Now, I'm at the end of my usual grocery cycle, and since I'll be traveling for the holiday this week, I did a huge shopping trip recently where I restocked the pantry of several staples; I still have some items stocked away in the freezer. I am tempted to stretch it out and see what meals I can scrape together from my pantry. I love the end of a long grocery cycle - I have to be very creative about what to toss together to make a nice meal. Some of my favorite recipes have come about under those conditions!

Some friends and I were chatting about sharing our "Sandra Lee recipes" you know, those not-quite-from-scratch, shortcut recipes you may rely on but be too embarrassed to cop to using?

One of my favorites is biscuit mix sour cream coffee cake, but I happened to be right out of Bisquick. I did have a bag of New Hope Mills pancake mix, because I don't always feel like making my own batter from scratch. Sue me.

The recipe also calls for sour cream, which I rarely have on hand unless nachos are on the menu. I did have vanilla yogurt and I thought, "Why not substitute it? The yogurt is sour, like the sour cream, and the acid would probably work with the baking powder in the mix as a leavening agent. Besides which, the pancake mix was a buttermilk mix, so there ought to be some acidity already in the bag.

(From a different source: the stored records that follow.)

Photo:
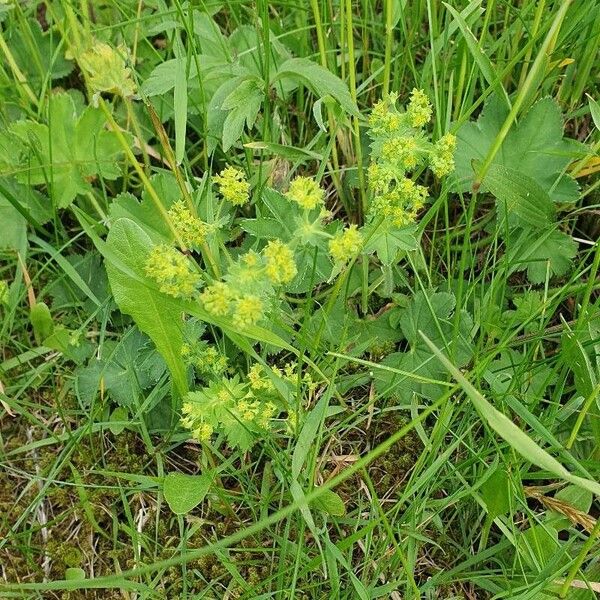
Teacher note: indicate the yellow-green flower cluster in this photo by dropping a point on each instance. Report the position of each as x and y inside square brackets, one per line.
[401, 150]
[399, 146]
[306, 192]
[191, 230]
[107, 69]
[217, 299]
[401, 203]
[3, 292]
[228, 406]
[172, 271]
[220, 300]
[346, 244]
[193, 420]
[248, 310]
[384, 118]
[280, 266]
[258, 379]
[233, 186]
[441, 159]
[206, 360]
[419, 109]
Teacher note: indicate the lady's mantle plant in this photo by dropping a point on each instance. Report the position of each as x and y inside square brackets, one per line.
[243, 283]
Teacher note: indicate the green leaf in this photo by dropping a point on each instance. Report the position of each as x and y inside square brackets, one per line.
[41, 321]
[483, 62]
[386, 241]
[307, 435]
[495, 492]
[289, 152]
[144, 211]
[242, 104]
[420, 372]
[534, 147]
[594, 111]
[67, 154]
[317, 79]
[118, 419]
[155, 313]
[331, 503]
[184, 492]
[125, 368]
[74, 574]
[542, 253]
[14, 227]
[520, 199]
[508, 431]
[578, 361]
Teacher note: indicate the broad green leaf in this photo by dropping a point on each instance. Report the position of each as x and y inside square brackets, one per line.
[184, 492]
[520, 199]
[535, 147]
[416, 370]
[578, 361]
[386, 241]
[317, 79]
[74, 574]
[495, 492]
[541, 252]
[66, 154]
[144, 211]
[155, 313]
[242, 104]
[508, 431]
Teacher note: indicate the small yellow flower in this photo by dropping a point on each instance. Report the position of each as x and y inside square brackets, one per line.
[346, 244]
[247, 410]
[191, 229]
[400, 204]
[419, 109]
[217, 299]
[3, 292]
[280, 266]
[106, 69]
[248, 311]
[172, 271]
[203, 432]
[442, 157]
[306, 192]
[233, 186]
[267, 413]
[258, 379]
[401, 150]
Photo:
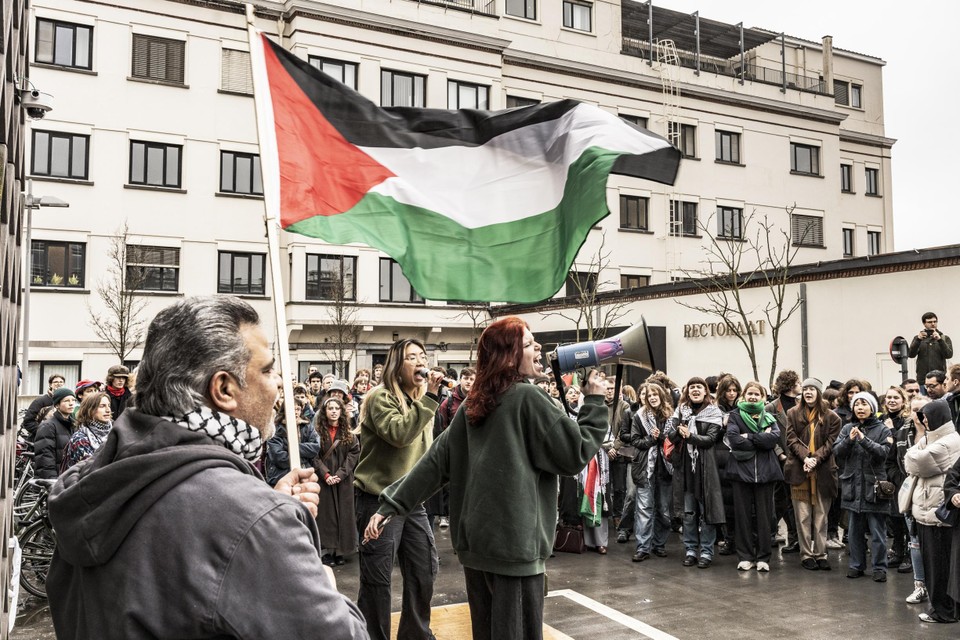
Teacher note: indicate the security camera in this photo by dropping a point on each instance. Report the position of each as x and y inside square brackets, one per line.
[35, 103]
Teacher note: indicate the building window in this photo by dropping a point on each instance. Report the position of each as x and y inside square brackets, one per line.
[729, 223]
[683, 218]
[848, 243]
[240, 173]
[57, 264]
[236, 75]
[522, 9]
[804, 158]
[577, 15]
[633, 282]
[807, 231]
[873, 181]
[465, 95]
[331, 277]
[155, 164]
[345, 72]
[241, 273]
[153, 268]
[580, 282]
[64, 44]
[640, 121]
[60, 155]
[158, 58]
[399, 89]
[394, 286]
[846, 178]
[684, 138]
[728, 147]
[634, 213]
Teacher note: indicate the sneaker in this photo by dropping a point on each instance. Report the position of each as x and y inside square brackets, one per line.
[919, 593]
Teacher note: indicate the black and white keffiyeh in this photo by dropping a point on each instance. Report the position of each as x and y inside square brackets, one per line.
[233, 433]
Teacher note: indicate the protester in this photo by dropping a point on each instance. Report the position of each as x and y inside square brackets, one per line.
[510, 436]
[168, 531]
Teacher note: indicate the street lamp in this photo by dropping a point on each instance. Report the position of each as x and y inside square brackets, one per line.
[31, 202]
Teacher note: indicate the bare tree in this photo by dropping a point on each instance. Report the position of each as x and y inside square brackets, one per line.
[120, 322]
[589, 314]
[756, 253]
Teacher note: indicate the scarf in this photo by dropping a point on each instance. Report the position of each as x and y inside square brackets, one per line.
[754, 416]
[233, 433]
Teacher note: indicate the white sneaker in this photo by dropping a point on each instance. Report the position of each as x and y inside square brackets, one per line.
[919, 594]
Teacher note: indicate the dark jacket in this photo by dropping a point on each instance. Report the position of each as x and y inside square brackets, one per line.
[798, 448]
[762, 466]
[930, 354]
[502, 476]
[167, 534]
[50, 445]
[861, 464]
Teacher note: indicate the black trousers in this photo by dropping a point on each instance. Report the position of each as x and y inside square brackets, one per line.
[504, 607]
[753, 511]
[935, 547]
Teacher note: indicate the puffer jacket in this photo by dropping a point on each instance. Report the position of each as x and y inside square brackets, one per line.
[929, 460]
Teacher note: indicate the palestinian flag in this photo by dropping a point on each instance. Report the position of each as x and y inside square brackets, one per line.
[474, 205]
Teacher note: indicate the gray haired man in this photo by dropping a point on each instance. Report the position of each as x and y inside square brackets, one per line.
[169, 532]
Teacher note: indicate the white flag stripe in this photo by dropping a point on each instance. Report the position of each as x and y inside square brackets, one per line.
[513, 176]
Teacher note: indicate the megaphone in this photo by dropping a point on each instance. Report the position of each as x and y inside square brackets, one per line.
[631, 347]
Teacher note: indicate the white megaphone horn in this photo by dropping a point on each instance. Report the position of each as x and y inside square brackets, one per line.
[631, 347]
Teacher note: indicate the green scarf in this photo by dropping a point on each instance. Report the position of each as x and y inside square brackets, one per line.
[750, 409]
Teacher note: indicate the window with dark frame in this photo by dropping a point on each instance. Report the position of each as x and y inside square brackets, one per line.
[521, 9]
[394, 286]
[728, 147]
[873, 181]
[806, 231]
[57, 264]
[64, 44]
[155, 164]
[730, 223]
[847, 243]
[399, 89]
[159, 59]
[683, 218]
[152, 268]
[467, 95]
[805, 159]
[60, 155]
[241, 273]
[846, 178]
[345, 72]
[331, 277]
[634, 213]
[577, 15]
[240, 173]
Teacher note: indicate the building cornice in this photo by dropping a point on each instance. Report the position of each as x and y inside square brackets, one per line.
[626, 78]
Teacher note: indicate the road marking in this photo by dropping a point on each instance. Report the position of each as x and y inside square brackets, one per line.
[613, 614]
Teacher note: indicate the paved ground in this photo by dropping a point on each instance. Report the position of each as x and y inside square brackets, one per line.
[609, 596]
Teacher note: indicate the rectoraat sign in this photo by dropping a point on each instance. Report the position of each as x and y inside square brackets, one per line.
[715, 329]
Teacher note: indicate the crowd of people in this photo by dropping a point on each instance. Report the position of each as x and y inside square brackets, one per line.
[407, 448]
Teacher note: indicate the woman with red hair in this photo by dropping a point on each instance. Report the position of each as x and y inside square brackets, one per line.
[501, 457]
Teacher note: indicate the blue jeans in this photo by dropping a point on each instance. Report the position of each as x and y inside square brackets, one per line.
[696, 532]
[858, 525]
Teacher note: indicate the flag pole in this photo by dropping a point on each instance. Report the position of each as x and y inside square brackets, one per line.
[269, 167]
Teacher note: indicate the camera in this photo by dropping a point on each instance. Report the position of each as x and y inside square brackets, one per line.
[35, 103]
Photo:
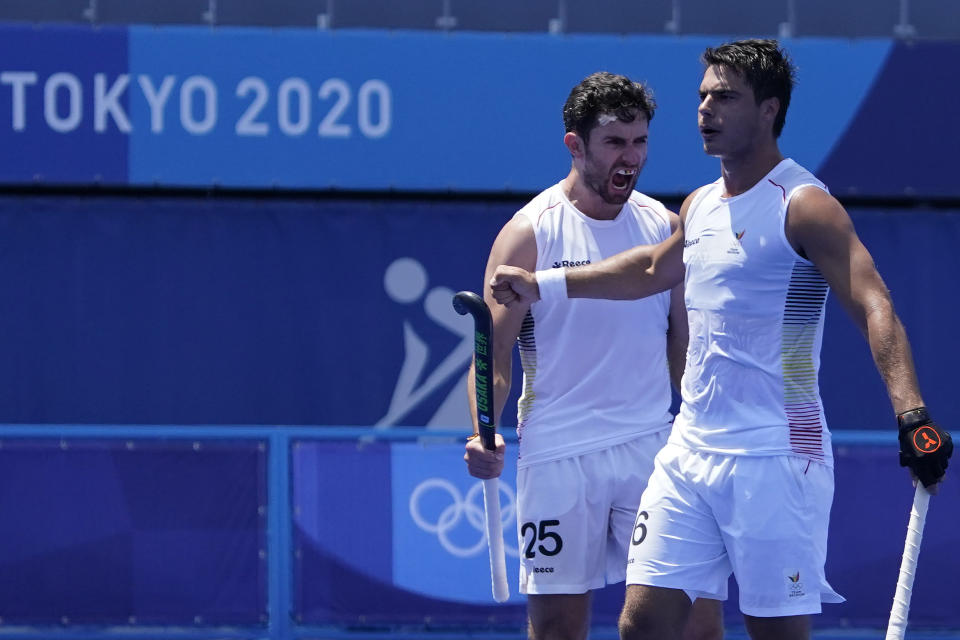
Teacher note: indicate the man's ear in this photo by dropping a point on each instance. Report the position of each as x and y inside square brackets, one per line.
[770, 108]
[574, 144]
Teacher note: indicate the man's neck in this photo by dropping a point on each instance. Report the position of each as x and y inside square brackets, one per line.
[586, 200]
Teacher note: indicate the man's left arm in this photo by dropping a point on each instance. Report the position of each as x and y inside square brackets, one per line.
[820, 229]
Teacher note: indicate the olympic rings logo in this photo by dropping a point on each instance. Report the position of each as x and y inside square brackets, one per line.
[467, 507]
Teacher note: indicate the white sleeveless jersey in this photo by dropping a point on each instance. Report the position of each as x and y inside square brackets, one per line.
[594, 371]
[755, 309]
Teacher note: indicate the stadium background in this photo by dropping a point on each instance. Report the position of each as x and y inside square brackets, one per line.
[230, 235]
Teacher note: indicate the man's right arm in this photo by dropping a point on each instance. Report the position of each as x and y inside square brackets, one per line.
[515, 245]
[631, 274]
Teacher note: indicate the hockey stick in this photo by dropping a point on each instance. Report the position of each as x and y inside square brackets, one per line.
[467, 302]
[897, 626]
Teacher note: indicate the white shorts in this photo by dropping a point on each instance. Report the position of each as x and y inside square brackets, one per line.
[705, 515]
[575, 516]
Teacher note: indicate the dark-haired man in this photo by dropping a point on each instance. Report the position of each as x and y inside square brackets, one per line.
[745, 483]
[596, 391]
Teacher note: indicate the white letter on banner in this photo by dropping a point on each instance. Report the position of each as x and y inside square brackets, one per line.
[369, 89]
[106, 101]
[156, 99]
[329, 127]
[299, 87]
[209, 91]
[72, 85]
[18, 81]
[247, 125]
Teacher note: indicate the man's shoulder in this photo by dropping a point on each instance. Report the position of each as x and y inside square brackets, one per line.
[550, 199]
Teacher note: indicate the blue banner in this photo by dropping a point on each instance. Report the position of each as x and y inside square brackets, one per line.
[132, 532]
[304, 109]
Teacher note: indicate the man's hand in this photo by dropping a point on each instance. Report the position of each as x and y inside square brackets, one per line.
[514, 286]
[484, 464]
[924, 447]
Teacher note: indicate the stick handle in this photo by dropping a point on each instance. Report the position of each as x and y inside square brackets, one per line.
[897, 626]
[498, 564]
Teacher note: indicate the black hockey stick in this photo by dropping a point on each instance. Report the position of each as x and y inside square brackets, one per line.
[467, 302]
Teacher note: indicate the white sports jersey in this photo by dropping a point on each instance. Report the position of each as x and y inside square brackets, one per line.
[755, 309]
[595, 371]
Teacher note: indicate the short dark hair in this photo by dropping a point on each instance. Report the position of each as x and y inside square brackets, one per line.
[764, 65]
[604, 92]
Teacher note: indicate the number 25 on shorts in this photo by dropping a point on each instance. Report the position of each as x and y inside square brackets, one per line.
[542, 535]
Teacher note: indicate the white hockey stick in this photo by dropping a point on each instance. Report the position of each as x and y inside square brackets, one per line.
[897, 626]
[467, 302]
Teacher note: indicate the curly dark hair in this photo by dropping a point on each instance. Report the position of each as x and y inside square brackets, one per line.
[604, 92]
[764, 65]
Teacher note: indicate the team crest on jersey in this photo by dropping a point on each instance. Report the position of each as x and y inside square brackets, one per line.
[735, 246]
[795, 587]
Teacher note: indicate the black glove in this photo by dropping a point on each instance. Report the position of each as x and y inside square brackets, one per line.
[924, 447]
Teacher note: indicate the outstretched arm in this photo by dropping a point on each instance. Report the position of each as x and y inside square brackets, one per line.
[631, 274]
[820, 228]
[515, 245]
[678, 331]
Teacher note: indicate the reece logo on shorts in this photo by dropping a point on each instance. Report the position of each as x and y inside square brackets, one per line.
[794, 586]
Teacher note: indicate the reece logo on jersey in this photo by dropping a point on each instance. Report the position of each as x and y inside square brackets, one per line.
[558, 264]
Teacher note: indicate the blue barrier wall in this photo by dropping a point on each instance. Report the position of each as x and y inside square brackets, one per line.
[297, 108]
[285, 532]
[196, 311]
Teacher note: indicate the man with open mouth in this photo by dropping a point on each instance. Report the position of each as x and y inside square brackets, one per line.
[595, 404]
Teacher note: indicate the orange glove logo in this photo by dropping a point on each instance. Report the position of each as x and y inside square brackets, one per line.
[926, 439]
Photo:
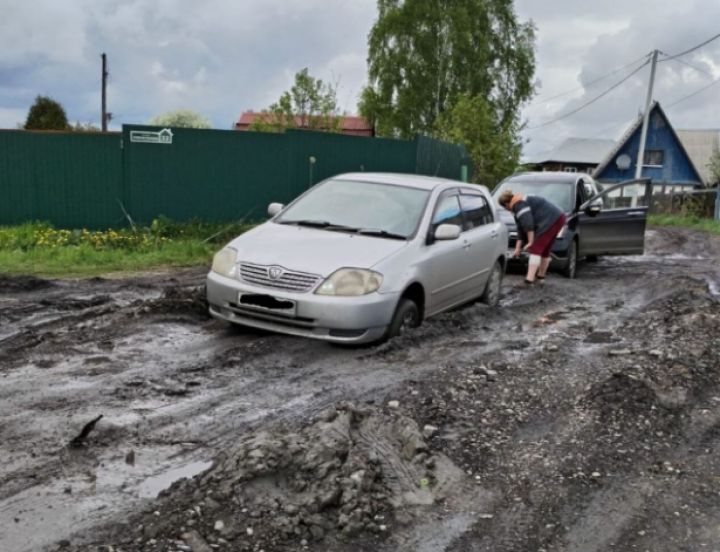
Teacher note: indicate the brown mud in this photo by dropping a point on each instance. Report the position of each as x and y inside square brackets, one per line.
[579, 416]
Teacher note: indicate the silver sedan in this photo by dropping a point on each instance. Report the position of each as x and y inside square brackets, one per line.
[361, 257]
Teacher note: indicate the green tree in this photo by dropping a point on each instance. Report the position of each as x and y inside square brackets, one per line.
[714, 166]
[181, 118]
[493, 146]
[423, 55]
[46, 114]
[310, 103]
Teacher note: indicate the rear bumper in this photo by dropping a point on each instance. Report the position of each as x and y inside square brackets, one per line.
[362, 319]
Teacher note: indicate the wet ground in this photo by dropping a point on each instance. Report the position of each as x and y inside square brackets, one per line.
[579, 416]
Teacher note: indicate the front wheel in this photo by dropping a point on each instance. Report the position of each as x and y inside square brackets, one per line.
[491, 295]
[570, 269]
[407, 316]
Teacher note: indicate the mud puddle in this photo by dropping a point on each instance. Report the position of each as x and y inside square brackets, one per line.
[559, 407]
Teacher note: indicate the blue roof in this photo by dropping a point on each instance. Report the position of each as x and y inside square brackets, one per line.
[676, 166]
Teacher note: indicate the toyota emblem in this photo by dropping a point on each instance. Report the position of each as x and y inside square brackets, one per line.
[275, 272]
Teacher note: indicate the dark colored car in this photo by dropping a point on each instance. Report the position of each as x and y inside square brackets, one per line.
[606, 220]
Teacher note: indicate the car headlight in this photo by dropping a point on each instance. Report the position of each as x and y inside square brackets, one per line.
[224, 262]
[350, 282]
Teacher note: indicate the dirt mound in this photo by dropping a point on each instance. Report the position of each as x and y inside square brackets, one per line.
[23, 283]
[622, 393]
[180, 300]
[341, 476]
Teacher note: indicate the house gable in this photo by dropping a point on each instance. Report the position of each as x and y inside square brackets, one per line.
[668, 161]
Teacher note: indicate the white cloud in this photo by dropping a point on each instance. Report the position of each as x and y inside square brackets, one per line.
[10, 118]
[221, 57]
[581, 41]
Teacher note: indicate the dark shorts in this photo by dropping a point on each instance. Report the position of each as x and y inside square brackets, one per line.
[544, 242]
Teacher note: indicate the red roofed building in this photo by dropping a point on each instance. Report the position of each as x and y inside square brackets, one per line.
[352, 125]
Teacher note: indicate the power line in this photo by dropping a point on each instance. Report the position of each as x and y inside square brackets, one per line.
[692, 66]
[596, 98]
[713, 83]
[586, 85]
[708, 41]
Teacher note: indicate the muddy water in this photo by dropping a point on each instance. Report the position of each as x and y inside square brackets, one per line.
[175, 388]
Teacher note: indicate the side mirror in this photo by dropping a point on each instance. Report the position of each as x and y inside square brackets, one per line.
[447, 232]
[275, 208]
[593, 208]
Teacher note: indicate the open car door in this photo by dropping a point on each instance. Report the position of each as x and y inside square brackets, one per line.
[619, 215]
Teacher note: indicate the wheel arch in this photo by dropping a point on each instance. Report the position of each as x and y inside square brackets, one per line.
[416, 293]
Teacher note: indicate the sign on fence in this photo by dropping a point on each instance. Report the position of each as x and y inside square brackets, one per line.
[163, 136]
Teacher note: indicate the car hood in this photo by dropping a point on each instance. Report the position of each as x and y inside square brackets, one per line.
[312, 250]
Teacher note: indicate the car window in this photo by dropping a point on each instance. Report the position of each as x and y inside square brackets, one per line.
[561, 194]
[629, 196]
[357, 204]
[447, 212]
[586, 190]
[476, 211]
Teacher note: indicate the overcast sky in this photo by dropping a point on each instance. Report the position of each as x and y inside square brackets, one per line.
[221, 57]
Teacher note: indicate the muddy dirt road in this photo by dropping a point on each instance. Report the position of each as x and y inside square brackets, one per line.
[580, 416]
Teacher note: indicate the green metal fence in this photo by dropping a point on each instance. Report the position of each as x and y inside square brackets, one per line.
[92, 180]
[71, 180]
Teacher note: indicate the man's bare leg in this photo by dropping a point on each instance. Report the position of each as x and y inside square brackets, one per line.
[544, 265]
[533, 265]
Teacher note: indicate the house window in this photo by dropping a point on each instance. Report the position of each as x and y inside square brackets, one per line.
[654, 158]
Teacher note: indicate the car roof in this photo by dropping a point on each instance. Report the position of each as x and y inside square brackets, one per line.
[409, 180]
[548, 176]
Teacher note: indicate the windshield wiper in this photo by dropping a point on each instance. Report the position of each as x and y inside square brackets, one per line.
[319, 224]
[308, 222]
[381, 233]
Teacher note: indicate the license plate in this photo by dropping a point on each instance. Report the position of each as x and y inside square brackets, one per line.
[267, 302]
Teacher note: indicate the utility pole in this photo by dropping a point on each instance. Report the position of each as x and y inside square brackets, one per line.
[646, 117]
[104, 115]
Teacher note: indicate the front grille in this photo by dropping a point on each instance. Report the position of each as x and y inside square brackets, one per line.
[288, 280]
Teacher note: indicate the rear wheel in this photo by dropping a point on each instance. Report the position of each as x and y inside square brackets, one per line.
[491, 295]
[407, 316]
[570, 268]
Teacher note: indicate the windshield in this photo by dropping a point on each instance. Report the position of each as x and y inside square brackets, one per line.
[345, 205]
[559, 193]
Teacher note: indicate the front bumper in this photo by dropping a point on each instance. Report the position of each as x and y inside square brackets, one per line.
[362, 319]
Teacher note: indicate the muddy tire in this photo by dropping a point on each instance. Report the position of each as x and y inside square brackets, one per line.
[491, 295]
[570, 268]
[407, 316]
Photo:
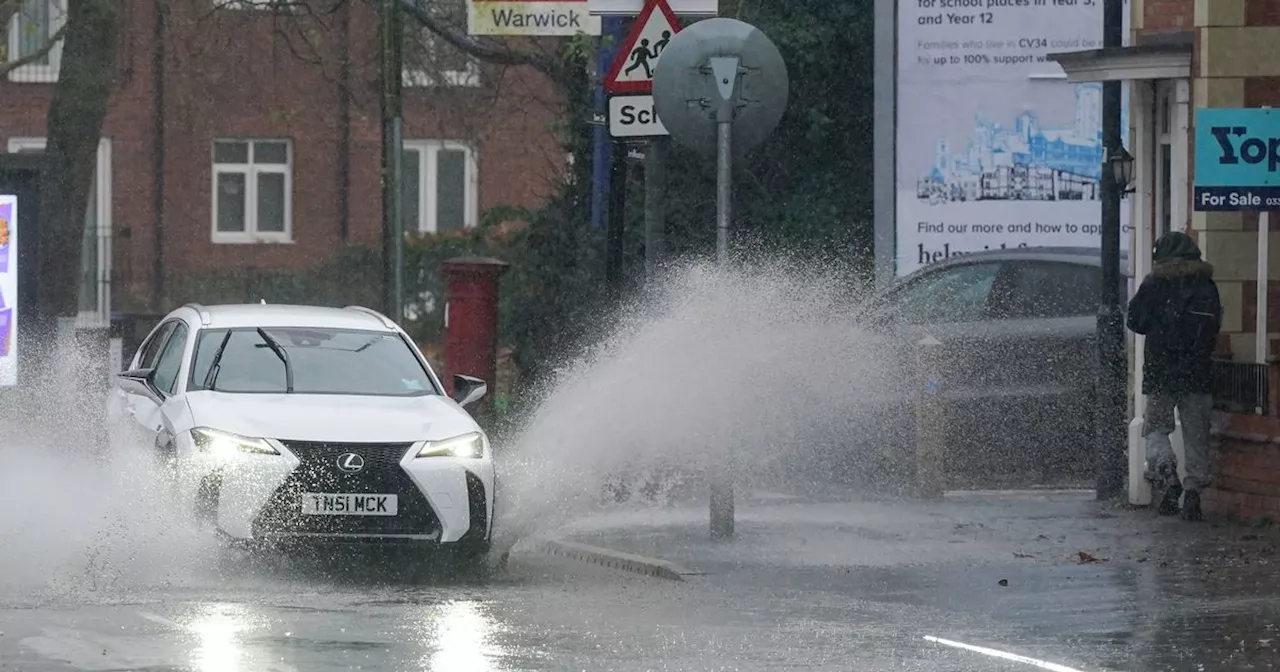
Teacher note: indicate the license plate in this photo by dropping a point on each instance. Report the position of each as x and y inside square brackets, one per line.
[348, 504]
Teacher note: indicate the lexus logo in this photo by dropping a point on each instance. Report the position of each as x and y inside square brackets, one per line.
[351, 462]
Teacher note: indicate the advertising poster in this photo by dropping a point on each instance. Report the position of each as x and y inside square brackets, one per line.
[8, 291]
[995, 149]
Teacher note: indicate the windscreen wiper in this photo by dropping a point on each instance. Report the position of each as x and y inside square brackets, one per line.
[284, 357]
[211, 376]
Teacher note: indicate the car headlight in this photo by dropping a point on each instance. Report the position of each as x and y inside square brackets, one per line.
[225, 444]
[466, 446]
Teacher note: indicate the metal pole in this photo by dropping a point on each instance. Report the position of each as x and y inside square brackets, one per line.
[389, 37]
[725, 71]
[397, 219]
[615, 234]
[654, 202]
[723, 184]
[885, 140]
[1110, 420]
[1260, 348]
[602, 147]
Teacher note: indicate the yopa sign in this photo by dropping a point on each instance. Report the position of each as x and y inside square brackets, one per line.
[545, 18]
[1237, 159]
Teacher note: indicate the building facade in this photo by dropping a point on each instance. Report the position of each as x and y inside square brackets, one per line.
[1183, 55]
[245, 137]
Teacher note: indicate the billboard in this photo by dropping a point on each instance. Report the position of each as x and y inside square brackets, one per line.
[993, 147]
[8, 291]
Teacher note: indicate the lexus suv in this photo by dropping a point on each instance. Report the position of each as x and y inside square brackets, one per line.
[296, 424]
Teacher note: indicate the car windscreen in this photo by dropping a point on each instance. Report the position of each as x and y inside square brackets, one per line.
[319, 361]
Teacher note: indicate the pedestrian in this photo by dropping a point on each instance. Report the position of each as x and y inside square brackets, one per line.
[1178, 309]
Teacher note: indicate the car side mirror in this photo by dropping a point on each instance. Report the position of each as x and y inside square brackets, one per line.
[138, 380]
[469, 389]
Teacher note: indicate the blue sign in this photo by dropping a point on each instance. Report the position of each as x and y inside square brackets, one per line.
[1238, 159]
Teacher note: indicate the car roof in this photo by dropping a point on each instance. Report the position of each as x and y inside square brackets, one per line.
[1072, 255]
[280, 315]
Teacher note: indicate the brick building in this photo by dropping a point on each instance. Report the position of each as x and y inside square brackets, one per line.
[242, 138]
[1183, 55]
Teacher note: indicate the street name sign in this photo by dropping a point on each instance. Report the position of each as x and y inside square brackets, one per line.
[542, 18]
[1237, 159]
[638, 59]
[634, 117]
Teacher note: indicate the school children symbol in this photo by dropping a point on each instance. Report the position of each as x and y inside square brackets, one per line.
[634, 65]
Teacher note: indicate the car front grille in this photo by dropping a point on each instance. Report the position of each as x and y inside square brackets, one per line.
[318, 472]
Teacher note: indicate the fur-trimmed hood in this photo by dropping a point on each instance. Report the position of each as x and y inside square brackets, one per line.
[1182, 268]
[1176, 255]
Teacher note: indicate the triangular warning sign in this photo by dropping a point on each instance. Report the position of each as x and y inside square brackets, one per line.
[635, 63]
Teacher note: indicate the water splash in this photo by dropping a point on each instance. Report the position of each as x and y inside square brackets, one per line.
[80, 507]
[766, 359]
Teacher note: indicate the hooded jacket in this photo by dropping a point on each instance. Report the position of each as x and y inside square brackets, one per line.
[1178, 309]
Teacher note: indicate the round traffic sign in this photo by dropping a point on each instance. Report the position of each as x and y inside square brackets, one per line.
[685, 91]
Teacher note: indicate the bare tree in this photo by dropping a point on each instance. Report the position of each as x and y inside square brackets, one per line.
[87, 39]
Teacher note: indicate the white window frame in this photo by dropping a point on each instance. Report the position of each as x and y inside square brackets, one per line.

I opted to use brown sugar instead of white (I was out of the regular granulated sugar), substituted chopped nuts instead of flour in the streusel topping, and presto! 25 minutes later, I had a lovely, cinnamony coffee cake which both girls devoured, warm. It was the perfect accompaniment to my coffee this morning.







Cinnamon Coffee Cake

Ingredients:
  • 1 1/2 cups pancake mix
  • 1/2 cup sugar -I used brown sugar because I was out of the white
  • 1 egg
  • 3/4 cup vanilla yogurt (or sour cream)
  • 1/2 teaspoon vanilla extract

For the streusel:
  • 1/2 cup packed light brown sugar
  • 1/2 cup chopped walnuts
  • 3 tablespoons butter, melted
  • 1 1/2 teaspoons cinnamon

Directions:

  1. Preheat the oven to 350. Spray an 8-inch square baking dish with cooking spray, or grease it with shortening or butter.
  2. In a large mixing bowl, sift together the flour and sugar.
  3. Add the yogurt, egg and vanilla extract and mix well. Spread batter into a greased 8-inch square pan.
  4. Mix together the chopped nuts, brown sugar, and cinnamon in a medium-sized bowl. add the melted butter and mix well until crumbly.
  5. Sprinkle topping evenly over the top of the cake batter.
  6. Bake for 25 minutes or until a tester inserted into the center of the cake comes out clean.
  7. Let cool for 10 minutes before serving.
Notes:
  • This was tasty and fragrant, but it did not have the fine, moist, delicate crumb of some other coffee cake recipes I've tried.
  • I don't know if the brown sugar in the cake was at fault or if I should have used more yogurt or added some butter.
  • Instead of 3/4 cup, I might try 1 cup of yogurt next time.
  • Perhaps reducing the cooking time to 20 minutes would be advised.
  • All in all, still a satisfying treat. Not bad for baking on the fly.



Mmmmm.... Don't you just want to dig in?